The film showcases how bonds between women thrive in a space that is typically portrayed as a Roman arena for the bold and the beautiful. However, the wardrobe doesn’t live up to the film’s name, which for fashionphiles will be a let-down. Costumer Pascaline Chavanne had few opportunities to dress up the off-duty models (usually in sweats and oversized T-shirts) or Maxime, who wears bulky coats and nondescript separates.

On the TIFF stage, Winocour reflected on how Maxime’s character was shaped by Angelina Jolie’s own health and struggles rather than her time amongst stylists and designers. “I was inspired by [her] personal story as well …” said Winocour. “… her mother and grandmother died of the disease and she had a double mastectomy.”

In one of the film’s pivotal moments, Maxime confronts a cancer diagnosis at the height of her dazzling Parisian assignment. Jolie, who wore her mother’s necklace while filming harder scenes, spoke tearfully about her mother’s words during her final days. “One thing I remember my mother saying was, ‘All anybody ever asks me about is cancer,’” Jolie shared. “I would say, if you know someone who is going through something, ask them about everything else in their life as well … they are still living.”

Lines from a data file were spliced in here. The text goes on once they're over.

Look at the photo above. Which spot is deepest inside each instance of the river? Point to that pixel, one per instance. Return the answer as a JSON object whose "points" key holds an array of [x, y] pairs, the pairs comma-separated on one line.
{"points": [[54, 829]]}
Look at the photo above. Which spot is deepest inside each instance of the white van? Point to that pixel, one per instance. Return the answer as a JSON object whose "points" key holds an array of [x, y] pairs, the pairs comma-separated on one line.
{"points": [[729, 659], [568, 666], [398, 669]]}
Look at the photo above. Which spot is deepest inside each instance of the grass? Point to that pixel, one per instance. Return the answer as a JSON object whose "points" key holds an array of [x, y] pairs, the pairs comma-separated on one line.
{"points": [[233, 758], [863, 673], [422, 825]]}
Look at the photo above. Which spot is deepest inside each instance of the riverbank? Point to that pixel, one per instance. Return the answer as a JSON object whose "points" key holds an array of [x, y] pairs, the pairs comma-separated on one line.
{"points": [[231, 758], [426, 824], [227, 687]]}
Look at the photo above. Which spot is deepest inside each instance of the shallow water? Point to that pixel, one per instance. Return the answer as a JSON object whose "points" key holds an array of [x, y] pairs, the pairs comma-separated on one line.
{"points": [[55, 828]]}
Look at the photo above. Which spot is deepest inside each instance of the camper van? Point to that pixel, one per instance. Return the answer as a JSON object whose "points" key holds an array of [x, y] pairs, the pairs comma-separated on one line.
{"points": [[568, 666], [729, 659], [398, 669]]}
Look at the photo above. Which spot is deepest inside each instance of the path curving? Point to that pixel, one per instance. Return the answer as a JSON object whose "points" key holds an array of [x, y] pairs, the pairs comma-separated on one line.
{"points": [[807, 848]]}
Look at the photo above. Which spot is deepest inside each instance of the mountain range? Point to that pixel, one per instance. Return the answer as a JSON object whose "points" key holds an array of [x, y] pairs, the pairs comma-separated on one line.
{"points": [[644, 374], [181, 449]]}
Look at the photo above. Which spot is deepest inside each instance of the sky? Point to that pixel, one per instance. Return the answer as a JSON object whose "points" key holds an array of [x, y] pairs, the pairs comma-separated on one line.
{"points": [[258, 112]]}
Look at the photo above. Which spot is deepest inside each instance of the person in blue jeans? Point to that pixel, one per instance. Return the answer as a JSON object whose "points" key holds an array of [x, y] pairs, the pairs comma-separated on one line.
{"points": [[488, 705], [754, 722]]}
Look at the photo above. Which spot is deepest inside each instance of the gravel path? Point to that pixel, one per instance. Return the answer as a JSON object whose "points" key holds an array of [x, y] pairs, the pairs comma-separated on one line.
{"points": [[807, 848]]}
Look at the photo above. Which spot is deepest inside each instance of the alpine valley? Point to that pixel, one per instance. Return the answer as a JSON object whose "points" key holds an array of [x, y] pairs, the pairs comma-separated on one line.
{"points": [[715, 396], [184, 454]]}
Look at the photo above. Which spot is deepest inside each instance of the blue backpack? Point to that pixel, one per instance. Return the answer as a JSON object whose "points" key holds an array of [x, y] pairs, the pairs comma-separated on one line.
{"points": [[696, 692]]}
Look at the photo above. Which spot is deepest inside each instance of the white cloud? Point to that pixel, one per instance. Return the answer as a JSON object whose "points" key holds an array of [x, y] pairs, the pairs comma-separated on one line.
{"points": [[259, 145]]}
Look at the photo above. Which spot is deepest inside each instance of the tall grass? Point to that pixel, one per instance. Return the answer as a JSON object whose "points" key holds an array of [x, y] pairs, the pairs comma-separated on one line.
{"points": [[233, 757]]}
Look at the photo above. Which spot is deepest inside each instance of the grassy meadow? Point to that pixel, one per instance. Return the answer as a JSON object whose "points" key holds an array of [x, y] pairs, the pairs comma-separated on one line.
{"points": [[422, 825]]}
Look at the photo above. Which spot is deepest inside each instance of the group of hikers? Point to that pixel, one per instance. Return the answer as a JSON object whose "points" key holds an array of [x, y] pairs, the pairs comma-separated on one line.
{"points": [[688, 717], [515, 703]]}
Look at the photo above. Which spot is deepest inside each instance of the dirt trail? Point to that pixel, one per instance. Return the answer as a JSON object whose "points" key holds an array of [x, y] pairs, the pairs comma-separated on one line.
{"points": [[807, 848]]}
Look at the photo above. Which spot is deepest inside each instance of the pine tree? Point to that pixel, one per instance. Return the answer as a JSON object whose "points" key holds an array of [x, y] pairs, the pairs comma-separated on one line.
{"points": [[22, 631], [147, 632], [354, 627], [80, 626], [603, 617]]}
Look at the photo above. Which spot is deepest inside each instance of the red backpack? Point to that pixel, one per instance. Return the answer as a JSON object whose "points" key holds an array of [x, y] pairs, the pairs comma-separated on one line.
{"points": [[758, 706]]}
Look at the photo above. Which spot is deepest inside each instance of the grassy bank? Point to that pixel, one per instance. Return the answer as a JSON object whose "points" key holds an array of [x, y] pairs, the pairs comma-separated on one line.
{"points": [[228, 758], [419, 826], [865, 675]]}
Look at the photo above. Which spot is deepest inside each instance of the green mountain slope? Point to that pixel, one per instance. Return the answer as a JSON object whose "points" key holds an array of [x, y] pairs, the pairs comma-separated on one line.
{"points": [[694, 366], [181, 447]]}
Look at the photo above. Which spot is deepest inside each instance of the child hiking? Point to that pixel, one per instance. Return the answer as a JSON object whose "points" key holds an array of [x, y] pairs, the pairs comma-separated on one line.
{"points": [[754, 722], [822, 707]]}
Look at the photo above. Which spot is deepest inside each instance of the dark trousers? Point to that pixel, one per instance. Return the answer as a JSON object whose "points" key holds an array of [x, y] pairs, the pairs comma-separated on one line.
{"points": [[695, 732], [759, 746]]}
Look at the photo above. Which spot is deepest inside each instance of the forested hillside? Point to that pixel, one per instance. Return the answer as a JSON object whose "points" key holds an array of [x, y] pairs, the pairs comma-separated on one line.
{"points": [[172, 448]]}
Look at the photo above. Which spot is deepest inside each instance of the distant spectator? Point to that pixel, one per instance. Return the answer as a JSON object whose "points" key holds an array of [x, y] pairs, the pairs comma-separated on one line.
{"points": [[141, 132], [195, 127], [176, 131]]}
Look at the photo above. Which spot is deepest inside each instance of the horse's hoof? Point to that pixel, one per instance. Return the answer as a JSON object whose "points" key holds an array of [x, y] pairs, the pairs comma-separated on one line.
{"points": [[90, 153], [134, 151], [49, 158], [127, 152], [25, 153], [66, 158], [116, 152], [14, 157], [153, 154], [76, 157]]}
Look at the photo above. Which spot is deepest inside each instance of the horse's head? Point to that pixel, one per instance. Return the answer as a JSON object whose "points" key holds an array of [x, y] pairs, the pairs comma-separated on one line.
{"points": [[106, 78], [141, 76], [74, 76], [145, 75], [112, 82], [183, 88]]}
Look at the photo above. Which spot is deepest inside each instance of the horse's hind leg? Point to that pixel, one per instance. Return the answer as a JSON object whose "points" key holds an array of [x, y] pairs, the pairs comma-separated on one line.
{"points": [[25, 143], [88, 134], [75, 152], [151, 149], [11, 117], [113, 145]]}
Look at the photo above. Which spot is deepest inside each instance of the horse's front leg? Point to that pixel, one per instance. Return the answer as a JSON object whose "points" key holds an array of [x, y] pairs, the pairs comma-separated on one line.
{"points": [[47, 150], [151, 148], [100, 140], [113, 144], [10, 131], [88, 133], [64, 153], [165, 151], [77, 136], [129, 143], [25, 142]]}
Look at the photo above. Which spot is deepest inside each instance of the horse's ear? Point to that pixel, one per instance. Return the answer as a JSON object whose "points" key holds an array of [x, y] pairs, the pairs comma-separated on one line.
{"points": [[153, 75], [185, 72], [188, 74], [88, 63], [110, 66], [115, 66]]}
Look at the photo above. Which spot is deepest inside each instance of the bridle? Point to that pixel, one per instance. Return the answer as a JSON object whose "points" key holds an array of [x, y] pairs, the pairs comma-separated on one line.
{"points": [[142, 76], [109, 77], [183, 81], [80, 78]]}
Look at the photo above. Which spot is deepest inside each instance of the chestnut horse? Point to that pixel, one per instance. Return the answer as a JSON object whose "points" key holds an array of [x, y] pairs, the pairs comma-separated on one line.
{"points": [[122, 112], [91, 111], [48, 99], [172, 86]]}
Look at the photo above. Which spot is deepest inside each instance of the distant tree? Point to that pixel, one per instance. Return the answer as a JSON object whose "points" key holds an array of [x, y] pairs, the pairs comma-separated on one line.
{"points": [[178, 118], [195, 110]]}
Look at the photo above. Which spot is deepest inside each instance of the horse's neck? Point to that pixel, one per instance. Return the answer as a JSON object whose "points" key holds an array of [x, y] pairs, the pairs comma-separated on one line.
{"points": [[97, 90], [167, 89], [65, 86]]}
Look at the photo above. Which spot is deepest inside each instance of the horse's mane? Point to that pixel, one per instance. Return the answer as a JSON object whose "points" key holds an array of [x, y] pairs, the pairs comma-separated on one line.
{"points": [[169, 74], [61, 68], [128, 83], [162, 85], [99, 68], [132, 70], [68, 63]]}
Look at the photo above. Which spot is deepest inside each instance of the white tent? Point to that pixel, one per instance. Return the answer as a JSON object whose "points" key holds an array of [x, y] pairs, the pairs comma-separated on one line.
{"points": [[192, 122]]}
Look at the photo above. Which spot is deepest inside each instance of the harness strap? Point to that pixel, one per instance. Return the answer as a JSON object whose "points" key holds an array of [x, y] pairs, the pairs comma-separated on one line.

That tension between the vitality of fashion and human frailty threads through Couture. The movie’s ateliers and fitting rooms exist in stark contrast to scenes of Maxime getting examined in desolate hospital rooms or talked-down-to in dreary doctor’s office appointments.

What this movie does well is strip down the high-gloss veneer of the fashion industry with a sense of adjudication. In those narrative turns, it honours the makers who refuse to gulp the industry’s champagne-spiked Kool-Aid, even as they hustle within its relentless sparkle.